It can be understood that after the value of the confidence threshold of the smart device is increased, the waking difficulty of the smart device is increased, which can prevent the smart device from being mistakenly woken by part of noise, but also increases the difficulty of the user in waking up the smart device. However, the smart device is usually in a noisy environment for a short time, for example, a multi-person conversation scene is often found in the morning or evening. If the intelligent device is always in a state of high awakening difficulty, normal use of the user can be influenced. Therefore, in order to be closer to the actual use requirement, as an implementation manner, if the smart device is not awakened within the preset recovery time, that is, the voice signal of the user is not received within the preset recovery time, the value of the confidence threshold of the smart device is adjusted after the preset recovery time, so that the value of the confidence threshold of the smart device is reduced, and the difficulty of awakening the smart device is reduced. Preferably, the confidence threshold of the smart device may be adjusted from a first threshold to a second threshold, or to an initial confidence.

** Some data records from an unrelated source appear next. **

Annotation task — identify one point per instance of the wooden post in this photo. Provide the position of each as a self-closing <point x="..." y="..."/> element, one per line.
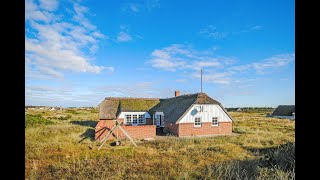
<point x="201" y="81"/>
<point x="117" y="125"/>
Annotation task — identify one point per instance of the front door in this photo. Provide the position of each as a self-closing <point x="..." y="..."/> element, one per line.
<point x="158" y="120"/>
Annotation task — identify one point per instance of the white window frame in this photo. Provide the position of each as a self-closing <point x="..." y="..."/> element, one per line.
<point x="141" y="119"/>
<point x="213" y="123"/>
<point x="135" y="117"/>
<point x="197" y="125"/>
<point x="126" y="119"/>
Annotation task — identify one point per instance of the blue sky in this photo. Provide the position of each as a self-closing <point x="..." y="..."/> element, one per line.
<point x="79" y="52"/>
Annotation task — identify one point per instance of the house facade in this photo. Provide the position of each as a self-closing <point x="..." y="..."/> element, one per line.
<point x="182" y="115"/>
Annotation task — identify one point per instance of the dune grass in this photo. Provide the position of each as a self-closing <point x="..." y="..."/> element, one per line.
<point x="261" y="148"/>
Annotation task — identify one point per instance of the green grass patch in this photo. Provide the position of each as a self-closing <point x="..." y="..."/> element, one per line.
<point x="36" y="120"/>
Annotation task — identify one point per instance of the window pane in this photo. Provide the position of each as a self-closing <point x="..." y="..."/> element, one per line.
<point x="128" y="118"/>
<point x="141" y="119"/>
<point x="214" y="121"/>
<point x="134" y="119"/>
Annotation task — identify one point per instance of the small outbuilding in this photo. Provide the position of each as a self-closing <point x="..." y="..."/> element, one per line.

The intelligent control method for voice wake-up provided by the embodiment is improved on the basis of the previous embodiment, and the main improvement is as follows: after the awakening difficulty of the intelligent device in the noisy environment is improved, if the awakening difficulty is within the preset recovery time, the voice signal of the user is received, and the confidence coefficient of the voice signal is larger than the current confidence coefficient threshold value, the numerical value of the confidence coefficient threshold value of the intelligent device is adjusted from the first threshold value to the second threshold value, so that when the intelligent device is needed to be used by the user, the confidence coefficient threshold value of the intelligent device is rapidly identified and recovered, and the use experience of the user is improved.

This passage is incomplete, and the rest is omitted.